One of my students from Arnis brought me a gift today! This is apparently what he and others use to use as a child for band sets in the Philipines. They are about 4' each! Not sure what its made of. They don't seem super snappy, but I'm excited to try it! I wish I didn't have to go to work today. I am also waiting for a package from Flatband, I should be getting two gum rubber sets, and a linatex set! So much for me to play with! I also have alliance 107's, theraband gold, golds gym green latex band, and a couple of sets of natural latex I got from my trade. I need to make more sling shots.


----------



## Dr J (Apr 22, 2013)

Great ! have you found out what they were used for as yet, it would be interesting and informative to know. also how the shoot and how long do they last.


----------



## Porkneck (Jun 8, 2013)

I too am interested to know. Those are the kind of bands I used back in the mid 80's. Everyone in the Philippines used that for slingshots and for "Pana" (flechette SS stick with steel bolts as ammo....note: these were used on people and not animals) That was the only thing available aside from inner tubes. The widest I have seen was probably 2" but usually sold at around 1/2" to 3/4".


----------



## Arnisador78 (Apr 10, 2013)

Porkneck said:


> I too am interested to know. Those are the kind of bands I used back in the mid 80's. Everyone in the Philippines used that for slingshots and for "Pana" (flechette SS stick with steel bolts as ammo....note: these were used on people and not animals) That was the only thing available aside from interior tubes. The widest I have seen was probably 2" but usually sold at around 1/2" to 3/4".

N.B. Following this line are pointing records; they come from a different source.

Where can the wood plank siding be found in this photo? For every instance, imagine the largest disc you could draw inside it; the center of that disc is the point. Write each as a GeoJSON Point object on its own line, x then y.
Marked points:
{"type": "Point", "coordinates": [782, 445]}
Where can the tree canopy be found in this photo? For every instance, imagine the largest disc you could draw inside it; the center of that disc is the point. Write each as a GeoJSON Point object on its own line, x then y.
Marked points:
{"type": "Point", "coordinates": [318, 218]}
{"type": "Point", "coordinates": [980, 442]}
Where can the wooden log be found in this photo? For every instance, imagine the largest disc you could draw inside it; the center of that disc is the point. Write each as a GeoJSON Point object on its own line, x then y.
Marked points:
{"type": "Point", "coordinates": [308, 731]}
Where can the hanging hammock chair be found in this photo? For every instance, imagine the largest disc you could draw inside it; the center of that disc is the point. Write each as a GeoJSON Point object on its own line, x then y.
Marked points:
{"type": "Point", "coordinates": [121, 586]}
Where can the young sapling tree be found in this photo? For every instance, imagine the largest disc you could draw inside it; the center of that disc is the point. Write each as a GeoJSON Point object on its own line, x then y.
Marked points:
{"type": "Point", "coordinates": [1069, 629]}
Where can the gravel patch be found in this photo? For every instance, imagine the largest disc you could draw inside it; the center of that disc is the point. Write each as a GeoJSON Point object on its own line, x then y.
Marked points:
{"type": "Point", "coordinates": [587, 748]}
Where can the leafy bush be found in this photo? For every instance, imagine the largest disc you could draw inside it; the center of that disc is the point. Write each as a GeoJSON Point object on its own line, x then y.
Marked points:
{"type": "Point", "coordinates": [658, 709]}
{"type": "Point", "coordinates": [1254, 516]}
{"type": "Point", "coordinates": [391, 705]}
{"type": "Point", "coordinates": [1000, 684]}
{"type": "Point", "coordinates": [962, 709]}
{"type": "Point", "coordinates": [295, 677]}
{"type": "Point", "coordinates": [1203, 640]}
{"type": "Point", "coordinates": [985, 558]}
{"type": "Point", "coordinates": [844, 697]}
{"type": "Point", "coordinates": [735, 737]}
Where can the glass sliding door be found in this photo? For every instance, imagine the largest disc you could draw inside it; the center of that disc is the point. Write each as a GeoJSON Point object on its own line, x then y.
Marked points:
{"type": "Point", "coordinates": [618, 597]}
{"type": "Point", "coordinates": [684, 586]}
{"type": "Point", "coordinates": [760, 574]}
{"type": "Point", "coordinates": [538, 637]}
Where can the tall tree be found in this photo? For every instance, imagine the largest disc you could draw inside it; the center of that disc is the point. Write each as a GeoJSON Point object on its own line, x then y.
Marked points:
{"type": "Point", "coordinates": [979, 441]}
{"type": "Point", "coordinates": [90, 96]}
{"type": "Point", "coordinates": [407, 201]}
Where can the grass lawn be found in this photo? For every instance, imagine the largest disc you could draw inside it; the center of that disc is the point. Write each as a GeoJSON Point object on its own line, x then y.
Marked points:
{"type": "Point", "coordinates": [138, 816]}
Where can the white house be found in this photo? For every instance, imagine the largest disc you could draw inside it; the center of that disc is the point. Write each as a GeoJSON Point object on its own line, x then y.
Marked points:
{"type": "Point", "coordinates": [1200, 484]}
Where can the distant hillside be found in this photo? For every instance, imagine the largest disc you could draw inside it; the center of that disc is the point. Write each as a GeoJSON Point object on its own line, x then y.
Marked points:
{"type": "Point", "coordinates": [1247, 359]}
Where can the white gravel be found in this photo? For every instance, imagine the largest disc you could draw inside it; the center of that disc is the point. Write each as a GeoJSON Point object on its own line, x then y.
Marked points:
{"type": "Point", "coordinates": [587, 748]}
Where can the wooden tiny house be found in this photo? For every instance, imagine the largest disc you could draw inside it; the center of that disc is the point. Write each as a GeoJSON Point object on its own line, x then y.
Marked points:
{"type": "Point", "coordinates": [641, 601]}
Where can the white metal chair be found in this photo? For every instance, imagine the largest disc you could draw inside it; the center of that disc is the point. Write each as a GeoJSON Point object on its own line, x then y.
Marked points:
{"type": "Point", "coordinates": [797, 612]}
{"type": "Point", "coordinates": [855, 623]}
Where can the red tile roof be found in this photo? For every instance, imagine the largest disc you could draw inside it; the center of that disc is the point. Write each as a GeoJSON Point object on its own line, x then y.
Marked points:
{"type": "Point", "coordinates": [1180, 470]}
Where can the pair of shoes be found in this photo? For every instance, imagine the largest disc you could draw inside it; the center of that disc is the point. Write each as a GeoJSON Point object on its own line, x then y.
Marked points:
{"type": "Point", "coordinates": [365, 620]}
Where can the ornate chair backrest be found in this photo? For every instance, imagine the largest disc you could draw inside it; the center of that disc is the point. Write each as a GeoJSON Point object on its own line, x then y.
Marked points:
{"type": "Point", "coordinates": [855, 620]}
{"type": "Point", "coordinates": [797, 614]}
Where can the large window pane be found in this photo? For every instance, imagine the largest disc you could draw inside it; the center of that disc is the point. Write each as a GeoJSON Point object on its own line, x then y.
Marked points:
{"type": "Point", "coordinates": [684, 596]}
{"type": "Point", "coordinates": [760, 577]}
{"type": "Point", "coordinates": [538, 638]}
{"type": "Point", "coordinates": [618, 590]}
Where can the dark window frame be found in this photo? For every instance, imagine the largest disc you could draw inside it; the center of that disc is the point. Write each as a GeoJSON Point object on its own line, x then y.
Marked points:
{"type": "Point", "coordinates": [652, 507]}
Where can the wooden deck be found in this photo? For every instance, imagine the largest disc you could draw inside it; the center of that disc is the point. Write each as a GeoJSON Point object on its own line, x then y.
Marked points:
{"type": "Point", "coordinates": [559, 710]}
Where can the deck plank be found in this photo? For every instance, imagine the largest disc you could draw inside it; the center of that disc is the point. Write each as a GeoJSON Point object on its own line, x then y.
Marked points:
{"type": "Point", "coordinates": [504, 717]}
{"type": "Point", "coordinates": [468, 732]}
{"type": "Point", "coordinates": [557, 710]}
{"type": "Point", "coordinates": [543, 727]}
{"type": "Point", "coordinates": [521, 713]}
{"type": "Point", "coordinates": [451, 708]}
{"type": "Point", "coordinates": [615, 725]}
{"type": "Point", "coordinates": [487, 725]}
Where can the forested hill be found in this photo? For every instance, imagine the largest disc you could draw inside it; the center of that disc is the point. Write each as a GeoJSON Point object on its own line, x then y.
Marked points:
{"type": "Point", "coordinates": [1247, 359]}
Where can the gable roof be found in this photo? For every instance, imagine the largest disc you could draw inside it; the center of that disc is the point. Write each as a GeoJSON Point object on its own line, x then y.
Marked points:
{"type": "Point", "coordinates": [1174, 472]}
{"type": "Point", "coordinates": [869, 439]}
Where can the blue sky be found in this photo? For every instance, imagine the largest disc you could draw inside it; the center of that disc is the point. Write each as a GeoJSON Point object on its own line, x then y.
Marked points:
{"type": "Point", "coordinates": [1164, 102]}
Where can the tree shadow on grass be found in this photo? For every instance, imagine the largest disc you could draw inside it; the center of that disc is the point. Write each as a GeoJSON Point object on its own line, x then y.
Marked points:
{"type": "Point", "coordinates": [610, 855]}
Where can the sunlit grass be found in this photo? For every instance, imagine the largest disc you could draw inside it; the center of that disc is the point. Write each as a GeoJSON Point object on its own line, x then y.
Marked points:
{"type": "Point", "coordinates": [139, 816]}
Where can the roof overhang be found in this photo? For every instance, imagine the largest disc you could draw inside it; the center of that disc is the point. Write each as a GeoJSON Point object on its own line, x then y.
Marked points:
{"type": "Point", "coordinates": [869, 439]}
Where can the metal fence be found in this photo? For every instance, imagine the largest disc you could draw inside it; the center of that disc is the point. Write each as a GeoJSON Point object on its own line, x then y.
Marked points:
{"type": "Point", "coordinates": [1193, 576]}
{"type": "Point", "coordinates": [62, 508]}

Do you remember what they are for? I have heard story's about the "pana". It means bow right? I guess it was a Filipino sling bow.



Dr J said:


> Great ! have you found out what they were used for as yet, it would be interesting and informative to know. also how the shoot and how long do they last.


No... All he told me was it was sold at hardware stores? He brought some back because he uses it to tie his paint brushes for art. That's all I know. Hope some one else chimes in. He said they used guava branches. I have spoken to people from Cuba, Brasil, and the Philipines now and they all say they used guava! I want guava now!


----------



## Porkneck (Jun 8, 2013)

Yes we used forks mainly made from guava or jack fruit if available or a store bought fork similar in looks to the wham-o but smaller. But guava will always be the first choice. The wood is hard and seems to be springy but you'd hardly notice it. I say springy because no matter how hard you try to break off a branch it's just going to bend and bend. There seems to be 2 popular types, one with big fruits and the other with small fruits. The later is the better of the 2.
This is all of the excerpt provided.